President Martin O'Malley. Imagine that.
Now, imagine what it will take for the former Maryland governor and Baltimore mayor to actually pull a major upset in the Democratic primaries and win the November 2016 presidential election.
Bookmakers say the odds for O'Malley are 25-to-1.
Meanwhile, Hillary Rodham Clinton's odds of becoming president are an even-money bet, according to Paddy Power, the largest Irish bookmaker.
Republican Jeb Bush's odds are nearly 7-to-2.
Now that the former Maryland governor is a declared candidate for president, we might not see much of him locally.
Folks in Iowa, New Hampshire and South Carolina will see a great deal of O'Malley as he tries to overcome his lack of name recognition and the advantages Clinton has in resources and popularity in those key early primary states.
There's even a question of how well O'Malley will do in Maryland.
In our neck of the woods, Clinton did quite well when she ran for president in 2008. Against then-newcomer Barack Obama she won 66 percent of the vote in the precinct of Pikesville High School and 52 percent of the vote in the precinct of Glyndon Elementary School.
She even did well against Obama in precincts with substantial numbers of African-American voters.
Clinton received 39 percent of the vote in the precinct of Reisterstown Elementary School and 30 percent in the precinct of Owings Mills High School.

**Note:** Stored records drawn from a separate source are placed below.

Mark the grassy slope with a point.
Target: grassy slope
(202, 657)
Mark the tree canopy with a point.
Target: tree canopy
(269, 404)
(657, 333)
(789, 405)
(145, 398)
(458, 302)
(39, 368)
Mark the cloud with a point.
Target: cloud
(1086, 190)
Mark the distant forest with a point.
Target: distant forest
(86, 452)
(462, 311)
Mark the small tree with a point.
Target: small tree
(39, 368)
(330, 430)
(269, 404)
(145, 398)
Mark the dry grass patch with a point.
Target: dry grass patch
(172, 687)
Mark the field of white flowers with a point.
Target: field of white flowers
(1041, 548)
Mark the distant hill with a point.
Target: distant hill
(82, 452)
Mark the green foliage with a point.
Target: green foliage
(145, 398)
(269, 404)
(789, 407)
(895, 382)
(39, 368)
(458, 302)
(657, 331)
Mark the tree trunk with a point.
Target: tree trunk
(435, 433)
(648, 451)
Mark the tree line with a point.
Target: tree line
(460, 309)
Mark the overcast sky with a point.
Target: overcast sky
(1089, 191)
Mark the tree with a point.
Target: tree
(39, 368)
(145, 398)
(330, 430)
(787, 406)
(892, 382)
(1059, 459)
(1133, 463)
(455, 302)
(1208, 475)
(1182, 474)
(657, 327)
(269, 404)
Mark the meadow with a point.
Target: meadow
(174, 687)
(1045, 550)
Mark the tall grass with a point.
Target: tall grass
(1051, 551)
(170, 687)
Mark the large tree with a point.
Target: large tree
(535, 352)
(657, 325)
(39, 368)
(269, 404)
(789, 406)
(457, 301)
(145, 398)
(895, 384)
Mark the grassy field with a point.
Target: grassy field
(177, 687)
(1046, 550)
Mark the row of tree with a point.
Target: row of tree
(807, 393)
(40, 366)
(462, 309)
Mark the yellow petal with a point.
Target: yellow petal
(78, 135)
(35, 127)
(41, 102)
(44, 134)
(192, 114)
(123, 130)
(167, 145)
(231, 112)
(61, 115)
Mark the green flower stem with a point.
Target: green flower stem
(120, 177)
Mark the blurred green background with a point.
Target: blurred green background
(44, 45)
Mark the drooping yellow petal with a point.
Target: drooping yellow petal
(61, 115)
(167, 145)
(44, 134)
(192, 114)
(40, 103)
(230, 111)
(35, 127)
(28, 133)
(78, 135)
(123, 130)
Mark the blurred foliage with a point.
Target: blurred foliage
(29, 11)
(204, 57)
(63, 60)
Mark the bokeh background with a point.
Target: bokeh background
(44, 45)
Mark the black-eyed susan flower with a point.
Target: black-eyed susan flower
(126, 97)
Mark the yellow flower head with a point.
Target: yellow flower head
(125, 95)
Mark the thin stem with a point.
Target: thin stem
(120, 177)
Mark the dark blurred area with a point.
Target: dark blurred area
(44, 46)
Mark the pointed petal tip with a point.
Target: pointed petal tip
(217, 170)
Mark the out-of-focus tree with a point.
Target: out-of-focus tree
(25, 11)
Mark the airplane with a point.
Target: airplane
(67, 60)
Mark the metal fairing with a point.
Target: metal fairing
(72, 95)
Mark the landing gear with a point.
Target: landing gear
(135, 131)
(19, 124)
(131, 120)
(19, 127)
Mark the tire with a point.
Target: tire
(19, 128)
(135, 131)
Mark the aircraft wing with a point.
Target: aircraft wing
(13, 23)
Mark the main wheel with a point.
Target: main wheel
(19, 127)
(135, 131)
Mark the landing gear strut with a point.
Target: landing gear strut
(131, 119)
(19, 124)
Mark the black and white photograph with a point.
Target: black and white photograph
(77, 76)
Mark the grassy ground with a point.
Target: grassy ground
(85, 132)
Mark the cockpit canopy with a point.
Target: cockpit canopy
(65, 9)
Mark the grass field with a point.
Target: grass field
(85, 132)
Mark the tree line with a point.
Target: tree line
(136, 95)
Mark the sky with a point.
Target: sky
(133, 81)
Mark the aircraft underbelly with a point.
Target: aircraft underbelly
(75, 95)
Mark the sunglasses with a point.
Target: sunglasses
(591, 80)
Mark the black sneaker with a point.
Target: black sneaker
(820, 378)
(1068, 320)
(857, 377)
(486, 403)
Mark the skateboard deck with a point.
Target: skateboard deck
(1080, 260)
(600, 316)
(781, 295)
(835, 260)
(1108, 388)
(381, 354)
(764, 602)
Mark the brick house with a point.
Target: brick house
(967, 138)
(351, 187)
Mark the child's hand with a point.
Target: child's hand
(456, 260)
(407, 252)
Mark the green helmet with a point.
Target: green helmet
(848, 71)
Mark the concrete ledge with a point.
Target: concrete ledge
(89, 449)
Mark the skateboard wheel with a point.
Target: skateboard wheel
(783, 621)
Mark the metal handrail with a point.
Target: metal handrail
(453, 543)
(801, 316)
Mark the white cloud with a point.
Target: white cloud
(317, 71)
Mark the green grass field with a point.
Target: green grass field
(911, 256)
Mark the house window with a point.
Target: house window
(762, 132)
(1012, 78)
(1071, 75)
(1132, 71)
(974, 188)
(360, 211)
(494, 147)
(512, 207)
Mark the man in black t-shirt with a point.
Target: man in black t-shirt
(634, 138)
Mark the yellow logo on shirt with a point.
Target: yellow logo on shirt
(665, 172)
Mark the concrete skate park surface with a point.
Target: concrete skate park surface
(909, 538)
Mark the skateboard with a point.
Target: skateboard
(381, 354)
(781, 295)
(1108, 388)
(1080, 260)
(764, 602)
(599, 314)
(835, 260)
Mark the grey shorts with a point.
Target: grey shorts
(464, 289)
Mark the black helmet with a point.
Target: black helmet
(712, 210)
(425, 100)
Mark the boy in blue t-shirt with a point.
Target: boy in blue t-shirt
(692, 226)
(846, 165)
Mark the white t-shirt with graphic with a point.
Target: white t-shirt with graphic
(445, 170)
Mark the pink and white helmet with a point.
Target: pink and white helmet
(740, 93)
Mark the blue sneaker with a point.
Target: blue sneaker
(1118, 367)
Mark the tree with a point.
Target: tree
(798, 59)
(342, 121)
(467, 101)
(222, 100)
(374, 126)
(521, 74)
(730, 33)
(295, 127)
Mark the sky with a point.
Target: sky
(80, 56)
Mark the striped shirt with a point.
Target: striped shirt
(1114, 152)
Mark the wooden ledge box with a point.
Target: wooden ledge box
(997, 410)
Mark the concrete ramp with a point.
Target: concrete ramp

Compounding O'Malley's problems in Maryland is the fact he doesn't possess the drawing power of Obama among African-American voters.
Additionally, a number of prominent Maryland politicians, including Sen. Ben Cardin of Pikesville, have endorsed Clinton.
Still, O'Malley is a shrewd gambler.
He ran for Baltimore mayor in 1999 even though he was a longshot candidate — and won.
He took on an incumbent governor, Republican Bob Ehrlich, in 2006 — and won convincingly.
He enters the presidential race knowing the odds against him. But if the heavy favorite falters, O'Malley might be next in line in Democratic voters' minds.
Sure, he's the butt of jokes from late-night comedians and "Saturday Night Live," but the laughter could cease if he performs well in Iowa, South Carolina and New Hampshire.
He benefits from an anemic field of also-rans in the Democratic race.
Vermont Sen. Bernie Sanders has declared his candidacy but few take him seriously: He's not even a true Democrat, having run as an independent in his Senate races.
Former Sen. James Webb of Virginia is talking about running but so far hasn't generated much of a groundswell.
The same holds for Rhode Island's former governor and senator, Lincoln Chaffee.
O'Malley is positioning himself as the liberal alternative to the moderate Democratic front-runner. He's betting on Clinton encountering resistance from liberal groups while he promotes a decidedly left-wing agenda.
He's also counting on his skills as a one-to-one campaigner.
O'Malley is an impressive shoe-leather politician, going door-to-door or shaking every hand in a small-town diner. He's sharp, engaging and energetic: He loves this 24/7 sort of politicking that is essential in early-primary states.
Going up against the Bill and Hillary Clinton legacy won't be easy. There remains an air of inevitability about Hillary's primary victory.
In some polls, O'Malley barely registers while Clinton's approval rating hovers near 60 percent.
How far O'Malley will pursue his dream remains a key question.
He may be aiming for a more substantial presidential run in four or eight years.
Either way, it's been a long time — 1932 — since Maryland got to root for a favorite son in presidential primaries.
Let's enjoy the moment while we can.